For all its acute attention to kindness, When I Say to You Black Lightning is an emotionally rich album, offering meditations on pain and anger as well. On "Measured" Naggar plaintively sings, "I think we've been measured for pain since birth." A song later, Naggar is angry but restrained, singing, "Build your fire and watch everyone burn, is that what you're looking to do?" on the whirling, menacing track, "Uuu." It's a justified anger, redemptive and productive, expressing disappointment in the world and asking for more.
 
Being able to express anger artistically has been a healthy part of growth for Naggar. "I think I've spent a lot of my young life without anger, if that makes sense: very non-confrontationally and very peacefully and fine with most things," she says. "I think that anger can be extremely healthy — I think that's part of growth.
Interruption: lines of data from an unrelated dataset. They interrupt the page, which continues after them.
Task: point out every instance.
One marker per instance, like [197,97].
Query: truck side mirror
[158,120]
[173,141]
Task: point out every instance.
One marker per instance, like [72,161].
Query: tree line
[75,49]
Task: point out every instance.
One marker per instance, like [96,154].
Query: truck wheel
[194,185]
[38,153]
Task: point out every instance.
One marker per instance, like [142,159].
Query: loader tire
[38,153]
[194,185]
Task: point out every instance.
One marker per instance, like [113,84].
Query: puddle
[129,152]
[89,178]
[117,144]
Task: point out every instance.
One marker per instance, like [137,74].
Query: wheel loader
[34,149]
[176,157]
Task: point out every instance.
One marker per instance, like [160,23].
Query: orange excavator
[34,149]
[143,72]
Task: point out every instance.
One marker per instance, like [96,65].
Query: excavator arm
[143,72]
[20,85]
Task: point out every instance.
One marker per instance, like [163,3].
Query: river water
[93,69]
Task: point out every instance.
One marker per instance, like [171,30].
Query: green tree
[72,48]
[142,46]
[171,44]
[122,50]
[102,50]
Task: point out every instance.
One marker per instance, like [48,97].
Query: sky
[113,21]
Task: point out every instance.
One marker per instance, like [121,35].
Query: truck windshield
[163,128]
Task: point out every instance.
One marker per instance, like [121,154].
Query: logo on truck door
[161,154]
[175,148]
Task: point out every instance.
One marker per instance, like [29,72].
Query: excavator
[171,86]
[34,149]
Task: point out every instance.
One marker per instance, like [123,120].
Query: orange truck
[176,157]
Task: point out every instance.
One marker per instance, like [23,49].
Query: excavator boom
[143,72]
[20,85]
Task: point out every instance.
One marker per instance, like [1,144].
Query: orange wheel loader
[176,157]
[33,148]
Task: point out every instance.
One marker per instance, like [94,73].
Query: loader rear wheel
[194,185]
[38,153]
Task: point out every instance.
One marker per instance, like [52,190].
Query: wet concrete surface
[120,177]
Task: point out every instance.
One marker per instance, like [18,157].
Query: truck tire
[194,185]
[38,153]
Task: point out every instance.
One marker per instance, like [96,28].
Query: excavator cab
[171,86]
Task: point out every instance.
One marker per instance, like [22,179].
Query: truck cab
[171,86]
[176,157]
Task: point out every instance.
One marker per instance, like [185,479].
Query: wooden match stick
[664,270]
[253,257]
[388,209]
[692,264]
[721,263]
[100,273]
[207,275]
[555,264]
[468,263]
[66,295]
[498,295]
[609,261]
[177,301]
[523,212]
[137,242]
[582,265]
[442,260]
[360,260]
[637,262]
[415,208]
You develop almost the entitlement to get angry — you have the right to stand up for something and to make some noise about something."
 
The noise Naggar's offers on When I Say to You Black Lightning is warm but dark, spacious enough to offer listeners hospitality, but cloistered and mysterious enough to convince them to stay. And, of course, this tension between emotional honesty and personal opacity centres around Naggar herself, who wants to offer kindness without sharing too much of herself.
 
Throughout the interview she returned to a sentiment she's found to be worthy, both as a musician and as a person. "Be sincere, but don't be open-hearted," she says. "Don't give away all of yourself."